Saturday, July 5, 2014
French Friday with Dorie - Tomatoes Provençal
Today´s recipe for the French Fridays with Dorie group is "Tomatoes Provençal“. This recipe for oven-roasted tomatoes with an assortment of fresh herbs, garlic and olive oil is the height of simplicity – with good ingredients, not much more needs doing. I think there is no arguing the fact that oven-roasted tomatoes take on an intensely deep flavor after roasting.
I love the idea that you can just season a dish of vegetables then leave it in the oven to get on with things by itself. As tomatoes are so abundantly available during the months of June, July and August, these roast tomatoes, or a very similar recipe, make a regular appearance in my kitchen throughout the summer.
All you need for this recipe are ripe tomatoes but do not use beefsteaks – for today´s dish I used an assortment of red, orange, yellow, and green zebra tomatoes. We think that the different colored tomatoes are not only a feast for the eyes, they do in fact taste differently.
There are countless recipes for Tomatoes Provençal available and just last week we prepared some Honey-roasted Tomatoes for the Cottage Cooking Club. For Dorie Greenspan´s easy recipe, other than the tomatoes, all you need is some nice sea salt, freshly ground black pepper, two garlic cloves, and some freshly chopped herbs. I used a few bushy sprigs of thyme, rosemary and oregano from my garden, and, of course, a mild olive oil.
If you like your garlic to be less pungent, it is best to use the new season garlic here, the one that has no papery skins yet and together with a bit of salt grind it into a paste using the back of your knife, before adding it to the olive oil.
Pre-heat your oven, slice the tomatoes in half and lay them cut-side up in a shallow baking dish or roasting pan.

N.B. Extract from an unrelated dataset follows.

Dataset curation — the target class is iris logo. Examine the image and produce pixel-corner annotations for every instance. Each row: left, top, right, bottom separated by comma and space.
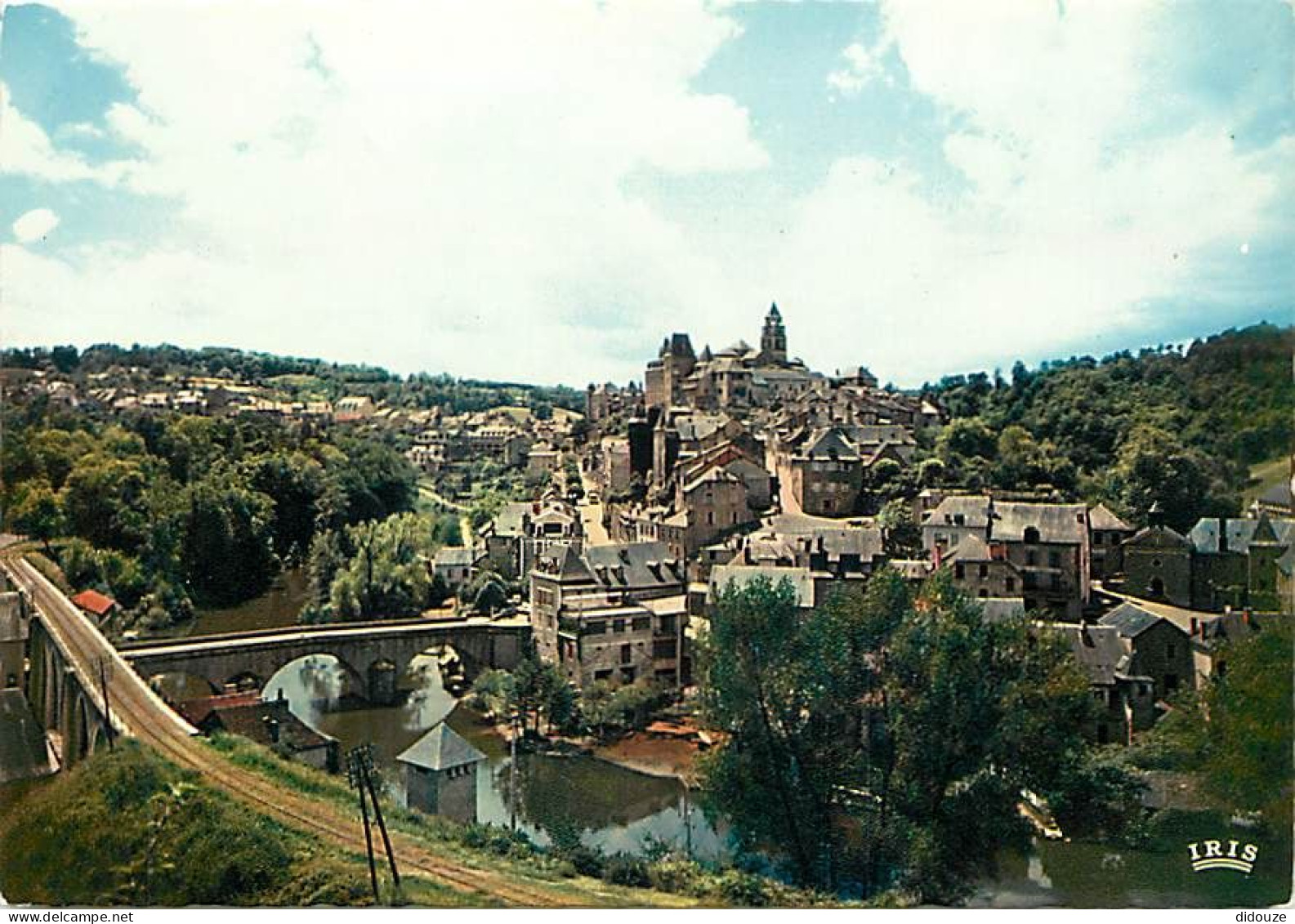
1187, 841, 1259, 876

Remove the thyme, rosemary and oregano leaves from their stems and put them in a small mixing bowl with the olive oil. Peel and finely crush the garlic cloves and stir into the olive oil with a generous grinding of sea salt and black pepper. Spoon over the tomatoes and bake for about 40 to 60 minutes or until the tomatoes are tender and slightly shrivelled.
Oven-roasted tomatoes have a deliciously concentrated flavor and a wonderful texture and can be used in many different ways.
Today marks the last day of school for the kids - six weeks of holidays. Therefore, for today´s post and as a summer starter, I decided to serve the sweet Tomatoes Provençal with my newly-found favorite veg of the summer, broad beans, then slightly salty feta cheese on top of a few slices of grilled Ciabatta. Summertime is wonderful.
To see how much the other members of the French Fridays with Dorie group enjoyed this recipe, please go here.
If you happen to own Dorie Greenspan´s "Around my French Table", you will find the recipe for the „Tomatoes Provençal“ on pages 344-5.